Note that this is a very primitive handling of CSV format, as it does not support quoting or multiline values.

Of course, this would be much simpler in, say, Python or Ruby. Not to mention they also handle the full CSV specification correctly.

But if you are willing to hardcode column numbers, then this might be simpler:

head -1 file1.csv && \
join -t '|' -1 1 -2 2 \
  <(tail -n +2 file1.csv | sort -t '|' -k 1,1) \
  <(tail -n +2 file2.csv | sort -t '|' -k 2,2) | \
awk -v FS='|' \
  '{ print($1 FS $2 FS $3 FS ($8 ? $8 : $4) FS $5 FS ($9 ? $9 : $6)) }'

Print the header using head -1. Then use join to display the rows of the first file joined to the second file, using the first column of the first file (-1 1) and the second column of the second file (-2 2). For join, the files must be sorted; so first tear off the header (tail -n +2), then sort each file on the relevant column (sort -k). Both join and sort should use | as the separator (-t '|'). The join output contains columns from both files, so we need to merge them ourselves, and we can use awk to do so, e.g. by printing the 4th field if the 8th one is empty. Note that the row order is not preserved.
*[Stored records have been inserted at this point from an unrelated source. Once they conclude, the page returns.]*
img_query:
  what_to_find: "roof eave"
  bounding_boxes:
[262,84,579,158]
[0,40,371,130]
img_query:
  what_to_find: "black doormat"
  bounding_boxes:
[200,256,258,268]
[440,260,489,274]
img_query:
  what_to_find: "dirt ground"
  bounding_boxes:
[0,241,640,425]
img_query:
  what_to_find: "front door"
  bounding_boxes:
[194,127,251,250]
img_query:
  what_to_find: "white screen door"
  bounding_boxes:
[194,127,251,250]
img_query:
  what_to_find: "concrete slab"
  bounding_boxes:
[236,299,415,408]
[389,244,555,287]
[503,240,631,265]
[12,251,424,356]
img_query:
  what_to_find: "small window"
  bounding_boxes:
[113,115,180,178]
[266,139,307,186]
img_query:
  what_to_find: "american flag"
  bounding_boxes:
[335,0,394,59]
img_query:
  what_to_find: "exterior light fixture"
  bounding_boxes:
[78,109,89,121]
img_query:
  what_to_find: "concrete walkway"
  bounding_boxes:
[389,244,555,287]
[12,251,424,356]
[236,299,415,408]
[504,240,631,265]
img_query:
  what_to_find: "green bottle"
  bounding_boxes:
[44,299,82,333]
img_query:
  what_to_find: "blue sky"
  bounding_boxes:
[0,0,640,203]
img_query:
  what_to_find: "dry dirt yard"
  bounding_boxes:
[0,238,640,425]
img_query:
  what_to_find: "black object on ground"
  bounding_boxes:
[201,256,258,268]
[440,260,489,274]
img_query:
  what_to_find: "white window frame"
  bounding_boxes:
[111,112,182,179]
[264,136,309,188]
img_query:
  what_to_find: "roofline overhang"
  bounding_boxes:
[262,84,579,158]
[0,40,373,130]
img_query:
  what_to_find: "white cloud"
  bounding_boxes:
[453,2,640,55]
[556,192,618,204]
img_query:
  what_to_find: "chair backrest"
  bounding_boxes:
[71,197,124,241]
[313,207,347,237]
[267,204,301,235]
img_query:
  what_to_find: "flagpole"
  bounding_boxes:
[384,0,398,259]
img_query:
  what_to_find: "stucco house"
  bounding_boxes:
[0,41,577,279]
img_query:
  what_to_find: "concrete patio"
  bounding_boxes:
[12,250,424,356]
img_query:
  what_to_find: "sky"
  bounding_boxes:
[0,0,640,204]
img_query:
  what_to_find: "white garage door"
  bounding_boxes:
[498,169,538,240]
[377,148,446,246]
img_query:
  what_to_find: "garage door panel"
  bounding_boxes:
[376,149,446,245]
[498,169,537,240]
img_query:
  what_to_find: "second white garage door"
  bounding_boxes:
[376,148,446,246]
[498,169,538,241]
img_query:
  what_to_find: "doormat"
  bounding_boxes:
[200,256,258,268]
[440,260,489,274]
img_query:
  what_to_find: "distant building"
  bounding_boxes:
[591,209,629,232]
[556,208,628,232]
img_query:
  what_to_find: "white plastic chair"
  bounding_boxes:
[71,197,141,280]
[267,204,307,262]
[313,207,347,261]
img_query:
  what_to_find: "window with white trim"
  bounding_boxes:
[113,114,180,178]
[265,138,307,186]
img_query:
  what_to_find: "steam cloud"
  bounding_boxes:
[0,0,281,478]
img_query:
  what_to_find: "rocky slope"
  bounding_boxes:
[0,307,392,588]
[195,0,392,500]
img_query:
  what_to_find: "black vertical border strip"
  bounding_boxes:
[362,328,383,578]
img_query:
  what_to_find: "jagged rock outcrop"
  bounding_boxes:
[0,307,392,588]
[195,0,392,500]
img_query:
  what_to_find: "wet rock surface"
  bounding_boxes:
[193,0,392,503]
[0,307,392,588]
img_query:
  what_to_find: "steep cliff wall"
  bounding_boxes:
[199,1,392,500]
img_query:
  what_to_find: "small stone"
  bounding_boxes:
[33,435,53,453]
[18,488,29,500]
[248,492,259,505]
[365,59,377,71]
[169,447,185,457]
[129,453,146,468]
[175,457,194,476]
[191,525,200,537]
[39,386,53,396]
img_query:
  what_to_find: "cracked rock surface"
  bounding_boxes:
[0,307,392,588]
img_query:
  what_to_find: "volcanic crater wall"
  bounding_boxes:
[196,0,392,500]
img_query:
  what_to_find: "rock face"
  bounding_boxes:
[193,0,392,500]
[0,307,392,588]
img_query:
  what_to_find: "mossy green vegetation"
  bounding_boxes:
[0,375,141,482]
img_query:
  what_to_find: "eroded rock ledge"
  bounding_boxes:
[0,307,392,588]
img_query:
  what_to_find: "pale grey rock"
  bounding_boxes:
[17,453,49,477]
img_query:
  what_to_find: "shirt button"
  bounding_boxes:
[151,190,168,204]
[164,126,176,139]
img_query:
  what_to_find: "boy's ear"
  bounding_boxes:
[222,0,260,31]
EDIT: If you have 300 fields... just use a proper programming language lol

EDIT2: Ruby version, because I have been challenged. Also, does outer join, since OP clarified:

require 'csv'

abort "Usage: #{__FILE__} <data_csv> <patch_csv> <key_field>" unless ARGV.length == 3
key = ARGV[2].to_sym
data_table = CSV.table(ARGV[0], col_sep: '|')
patch_table = CSV.table(ARGV[1], col_sep: '|')
common_fields = data_table.headers & patch_table.headers
patch_hash = patch_table.map { |row| [row[:name], row.to_h.slice(*common_fields) ] }.to_h
result_csv = CSV.generate(col_sep: "|", headers: true ) { |csv|
  csv << data_table.headers
  data_table.each { |row|
    csv << row.to_h.merge(patch_hash[row[key]] || {}) }
}
puts result_csv
0
jhnc On

This seems like a database operation on CSV data:

sqlite3 '' <<'EOD'
.mode csv
.separator |
.import "file 1" t1
.import file2 t2
update t1
    set
        email = t2.email,
        "country " = t2."country "
    from ( select * from t2 ) as t2
    where t1.name = t2.name;
.headers on
.output file1.new
select * from t1 order by rowid;
EOD

which writes file1.new:

name|gender|phone|email|city|"country "
abc|F|11111|zzzzzzzz|pune|USA
xyz|M|22222|wassrrrrtf|delhi|india

I assume values in the name column in file2 are distinct, so there is a 1:1 name→country mapping. If this is not the case, one country will be picked randomly. (Likewise for email.)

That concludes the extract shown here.